In Its Witty Leaks series, Diplomacy & Trade regularly publishes the personal accounts of ambassadors accrdited in the Hungarian capital. Ihis time, it is the turn of the Dutch ambassador to tell about the challenges for climbing Dutchmen in Transylvania.
I am a mountain hiker. Not a very impressive one, not a fanatic for sure, but still, once every year, somewhere a mountain should be climbed. The last 15 years, I have formed part of a team of friends, a group of five Dutchmen (ladies missing) that go out for a week, maximum ten days, to conquer some heights.
Of course, for an average Dutchman, a small hill is already a challenge, but we go higher, really! In 2013 (Ladakh), and 2014 (Szechuan), up to 5,000 m. Not too bad, thus, for us, semi-retired polder-guys…
My friends follow me usually to my new destinations and beyond, not just because of my natural leadership instincts but more for practical reasons. When in Jordan, I took them to the Wadi’s, and when in the US, to the Appalachia, to Vancouver Island (yes, Canada!) and to the sandstones of Utah. From Pakistan (alas, hiking was forbidden for me in the Himalaya over there), India was close-by and so was China.
Hungary does not pose any challenge in this respect, I’m afraid. So, two years ago, I settled for the Romanian Carpathians, the Fagaras Mountains, not as high as the previous years, but at least, the highest in the region. Thus, in the early summer of 2015, off we went through the Alföld, crossing into Transylvania, where we met our guide in Cluj-Napoca/Kolozsvár. András was his name, a very young and enthusiastic guide-to-be, but with little experience in the mountains.
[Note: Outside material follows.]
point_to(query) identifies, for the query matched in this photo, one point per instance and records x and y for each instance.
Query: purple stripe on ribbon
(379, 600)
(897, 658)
This proved to be a bit of a challenge as we had to show him the way more often than not.
Cluj, however, was very nice, Alba Iulia (Gyulafehérvár) even nicer and Sibiu (Nagyszeben) beats them all. As a town guide, I would certainly recommend our dear friend. But as we started to approach the mountains and the weather turned darker, he became more silent, hesitant and doubtful. He casually confessed having climbed the ultimate goal of our trip, Mount Moldoveanu, only once, a couple of years ago, but coming from a different direction…
Luckily, he had friends – and friends always come in handy in the mountains. A local taxi driver dropped us at the end of a logging road and from there, it was straight upwards: the moment we would have reached the altitude of 2,544 m, we would know that we were at the top of the highest mountain of Romania, it’s that simple. We had prepared ourselves, a bell to scare off bears (or to attract them...), rucksacks full of food (another bear attraction) and beds, assured at the lodges underway. And we also had our rain clothes, which turned out to be the most important and useful tools for the trip, by far. The bears appeared to have a convention somewhere else, the food was soaked and the beds… if you are very tired, it really does not matter if you are six on one mattress, anymore.
Rain is OK, but thunder and lightning is pretty scary, especially once you are above the tree line. Not deterred, we climbed non-stop a whole day, had our rest in the hut, climbed again and reached the top, when the rain was kind enough to stop for ten minutes. One of us had turned back 100 m below the summit, but we sent him a picture. To our disappointment, however, we were not alone but surrounded by a class of children, venturing the same summit from a different slope. But they were young, healthy and fearless, so, it did not really count.
Encouraged by our success and hoping to get a view at last we moved on, crossed the ridges, crossed the Fagaras highway full of lazy tourists and climbed the second summit, the Negoiu, just a few meters less high. Never during that ridge trip did we manage to get out of the thick fog, but at that second summit, the sun broke through and finally, the world was at our feet. Great mountains when you can see them!
It was one of the most tiring trips ever because of these rains and fogs, so make sure you get a good weather prediction. Undeterred, we decided to go to Georgia last year, flirting with the Chechen border for a day and, this time, we were nearly washed away by flooded streams. Great trip otherwise!